At some point, we started thinking about adding empowerment. We wanted the mothers to see that the children other people considered worthless could actually bring something to the families. I shared my ideas with Misan-Arenyeka, who tutored me on how it could be achieved. That was how we started.
We encountered with Promasidor Nigeria Limited in 2016 during an international conference for PwDs. The company came to the conference, encouraged and gave us products and financial support. The conference was a turning point in our relationship with Promasidor Nigeria. After the conference, the company encouraged us to come up with a more sustainable plan it could key into. We thought about the cost of taking care of CwDs. First, we were concerned about how the therapy in Abeokuta could be sustained. We also considered other empowerment means such as micro credit.
While we were still putting our ideas together, the 2017 Parents’ Summit came, which further reinforced the CDC and Promasidor Nigeria relationship. This is because the company supported the two summits.
Parents are also feeling the pains of disabilities because most of them, especially the mothers, cannot do time-demanding jobs. The concern has been how do you motivate, engage and empower the parents.? All through these processes, Promasidor Nigeria has been motivating, inspiring and encouraging us. It took almost two years to work out the new template of ‘We Too Can Grow’ with Promasidor Nigeria.
What is the focus of the scheme?
The whole idea is to empower the under-privileged parents and guardians of CwDs. Some of them have sources of livelihood but they cannot expand because of the demand of giving care to their children. Some work for only three hours daily and spend the remaining time taking care of their children. If the children are in places where they can get therapy, the parents would be freed to go about their business and concentrate on earning incomes.
From offering therapy, the project will now be giving micro credits to the affected parents, courtesy of Promasidor Nigeria. We may not be able to set up a full centre in Abeokuta but we could set up a station where therapists can attend to CwDs while their parents continue their normal businesses. In Lagos, we will set up a mobile dental clinic to attend to these children.
It is common to have parents get discouraged from investing resources and energy in those children. But if such people are given credits to expand their businesses as a result of the children, they will begin to see them as valuable and worthy members of their families; hence, an individual must have a CwD to subscribe to the facility.
Besides access to cheap microcredit, what are the other values?

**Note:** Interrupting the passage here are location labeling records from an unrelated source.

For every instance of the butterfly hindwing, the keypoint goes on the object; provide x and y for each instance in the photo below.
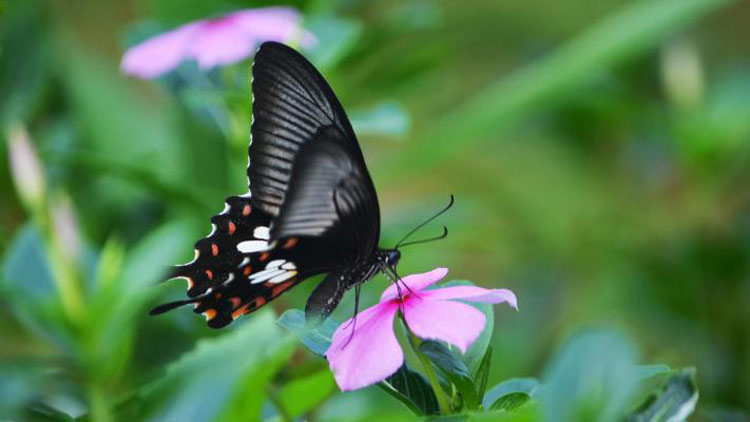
(217, 256)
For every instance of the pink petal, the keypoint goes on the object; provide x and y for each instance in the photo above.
(159, 54)
(472, 294)
(371, 354)
(214, 42)
(415, 282)
(452, 322)
(220, 43)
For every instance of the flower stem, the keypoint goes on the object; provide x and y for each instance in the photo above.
(429, 372)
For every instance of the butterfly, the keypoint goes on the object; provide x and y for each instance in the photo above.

The memorandum of understanding between CDC and Promasidor Nigeria covers a period of one year. This is how it will work: the beneficiaries will form cooperatives whose common denominator is CwDs. The loans will be disbursed via cooperatives and will be repaid in six months with little interest, which will be single digit. The rationale behind the interest component is that we don’t want them to think that the money is free. Secondly, the interest will add to the early child care centre and the dental clinic proposed for Ogun and Lagos States respectively. The interest will not be enough to build the centre but it is justified by the concept of village-level operation and management. They have to own the projects to be responsible for them. It is like saying, ‘It is your money that is used to set it up.’
Will this go nationwide?
We are taking off with Lagos and Abeokuta. But we have the plan to expand it to other states. However, CDC’s Memorandum of Understanding with Promasidor covers a year and it is restricted to Lagos and Ogun States.
Who is providing the fund?
The grant is coming from Promasidor Nigeria.